Der Benutzer möchte sich an einem Webdienst anmelden, wird zum IDP weitergeleitet. Nun kommt statt der Usernamen und Passwortabfrage der Windows-Anmeldedialog. Dort meldet man sich an, der IDP erhält dem Ouath2-CLAIM vom Entra-ID, es werden im User-Consent die Attribute wieder angezeigt die im Filter freigeben sind. Die Auswahl wird bestätigt und fertig.
Voraussetzung
An den MS365 Diensten meldet man sich mit seiner E-Mail-Adresse an, aus diesem Grunde ist es wichtig, für die Abfrage an die LDAP-DB die E-Mail zur verwenden, um dann für alles Weitere (persitente-ID Generieung, usw.) die UID zu verwenden.
Die Konfiguration wurde unter
- Debian11, Tomcat9, Shib 4.1.3 konvertiert von 3.x
- Debian12, Tomcat10, Shib 5.0 neuinstall
getestet.
Weiter bildet die Basis zur Umkonfiguration eine funktionierendes System.
Konfiguration
Umkonfiguration Anmeldekennung
Im ersten Schritt sollte die Anmeldung so konfiguriert werden, dass die Benutzer sich mit der E-mail aus dem LDAP anmelden können. Dabei muss sichergestellt werden, dass zur ID (persistenten, subject) Generierung weiterhin das korrekte Attribut verwendet wird (bei uns die UID).
conf/ldap.properties
#idp.authn.LDAP.userFilter = (uid={user}) idp.authn.LDAP.userFilter = (mail={user}) #idp.attribute.resolver.LDAP.searchFilter = (uid=$resolutionContext.principal) idp.attribute.resolver.LDAP.searchFilter = (mail=$resolutionContext.principal)

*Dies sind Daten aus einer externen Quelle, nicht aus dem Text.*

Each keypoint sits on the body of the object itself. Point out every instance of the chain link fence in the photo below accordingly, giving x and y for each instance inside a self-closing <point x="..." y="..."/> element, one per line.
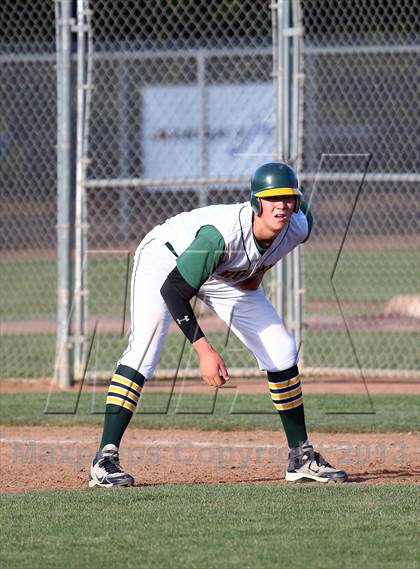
<point x="362" y="264"/>
<point x="27" y="188"/>
<point x="182" y="111"/>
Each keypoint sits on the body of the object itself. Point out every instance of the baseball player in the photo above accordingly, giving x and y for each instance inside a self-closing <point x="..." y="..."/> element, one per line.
<point x="218" y="253"/>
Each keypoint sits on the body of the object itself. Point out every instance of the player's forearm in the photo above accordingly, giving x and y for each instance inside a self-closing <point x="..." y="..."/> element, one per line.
<point x="177" y="293"/>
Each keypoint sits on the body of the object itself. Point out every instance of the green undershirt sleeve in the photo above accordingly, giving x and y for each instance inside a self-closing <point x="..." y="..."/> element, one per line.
<point x="202" y="257"/>
<point x="304" y="208"/>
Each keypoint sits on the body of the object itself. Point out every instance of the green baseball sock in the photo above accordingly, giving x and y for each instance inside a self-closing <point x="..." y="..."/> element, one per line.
<point x="123" y="394"/>
<point x="286" y="394"/>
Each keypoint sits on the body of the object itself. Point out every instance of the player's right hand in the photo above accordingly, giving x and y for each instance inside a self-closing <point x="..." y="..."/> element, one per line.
<point x="212" y="367"/>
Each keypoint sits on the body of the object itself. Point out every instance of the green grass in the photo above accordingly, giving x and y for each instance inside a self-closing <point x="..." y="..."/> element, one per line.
<point x="380" y="350"/>
<point x="362" y="275"/>
<point x="324" y="412"/>
<point x="214" y="526"/>
<point x="30" y="285"/>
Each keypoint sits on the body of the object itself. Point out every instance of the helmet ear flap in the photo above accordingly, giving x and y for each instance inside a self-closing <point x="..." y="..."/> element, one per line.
<point x="256" y="204"/>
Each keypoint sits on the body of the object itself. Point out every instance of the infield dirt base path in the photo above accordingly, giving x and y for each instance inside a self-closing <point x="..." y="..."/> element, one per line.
<point x="43" y="458"/>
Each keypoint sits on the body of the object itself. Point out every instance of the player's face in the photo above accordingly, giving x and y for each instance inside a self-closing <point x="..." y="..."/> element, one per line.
<point x="277" y="211"/>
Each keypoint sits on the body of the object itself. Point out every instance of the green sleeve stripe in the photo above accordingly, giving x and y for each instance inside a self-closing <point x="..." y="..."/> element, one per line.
<point x="202" y="257"/>
<point x="309" y="218"/>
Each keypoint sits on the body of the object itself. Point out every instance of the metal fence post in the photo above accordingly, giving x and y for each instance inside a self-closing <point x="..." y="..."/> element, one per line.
<point x="63" y="373"/>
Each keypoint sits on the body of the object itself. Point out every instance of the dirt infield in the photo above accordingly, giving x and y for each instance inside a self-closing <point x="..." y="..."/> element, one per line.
<point x="310" y="385"/>
<point x="41" y="458"/>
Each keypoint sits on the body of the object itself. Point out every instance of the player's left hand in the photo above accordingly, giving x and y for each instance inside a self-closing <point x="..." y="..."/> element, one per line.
<point x="212" y="366"/>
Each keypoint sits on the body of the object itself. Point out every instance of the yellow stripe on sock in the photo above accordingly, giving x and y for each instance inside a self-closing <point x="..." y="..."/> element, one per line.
<point x="120" y="402"/>
<point x="130" y="382"/>
<point x="291" y="405"/>
<point x="282" y="384"/>
<point x="278" y="397"/>
<point x="122" y="391"/>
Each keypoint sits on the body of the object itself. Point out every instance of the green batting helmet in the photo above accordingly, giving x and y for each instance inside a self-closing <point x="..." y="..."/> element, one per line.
<point x="274" y="179"/>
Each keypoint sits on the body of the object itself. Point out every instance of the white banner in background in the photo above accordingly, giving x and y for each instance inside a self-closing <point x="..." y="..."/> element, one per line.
<point x="239" y="130"/>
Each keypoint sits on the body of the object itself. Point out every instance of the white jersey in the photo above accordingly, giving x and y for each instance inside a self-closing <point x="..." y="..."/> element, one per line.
<point x="242" y="258"/>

conf/attribute-resolver.conf
<!-- <AttributeDefinition id="uid" xsi:type="PrincipalName" /> --> <AttributeDefinition id="uid" xsi:type="Simple"> <InputDataConnector ref="myLDAP" attributeNames="uid"/> </AttributeDefinition>
In der conf/saml-nameid.properties muss dann der Wert gesetzt sein:
idp.persistentId.sourceAttribute = uid
Jetzt den Tomcat neustarten und Anmeldung probieren, im zweiten Schritt prüfen, ob die in der DB gespeicherten persistenten IDs korrekt zum SP geliefert werden.
Konfiguration Azure
Eine Enterprise-Applikation erstellen
Enterpriese applications | All Applications → New Application → Create your own application → Namen eingeben und den Punkt „Integrate any other application you don't find in the gallery (Non-gallery)” → Create
SAML konfigurieren:
In der Konfiguration der neuen Applikation auf Overview → “2. Setup Single sign on” → SAML
- Dann unter Entity-ID: https://DNS-DES-IDPS/idp/shibboleth
- und unter Reply-Url: https://DNS-DES-IDPS/idp/profile/Authn/SAML2/POST/SSO
eintragen:
Benutzer konfigurieren:
Unter “Users and Groups” einen ersten Benutzer hinzufügen.
Zertifikat und Tenant-ID
Unter Single-Sign-On → mittig bei “SAML Certificates” die “Federation Metadata XML” herunterladen. Die Konfiguration auf dem Azure ist damit abgeschlossen.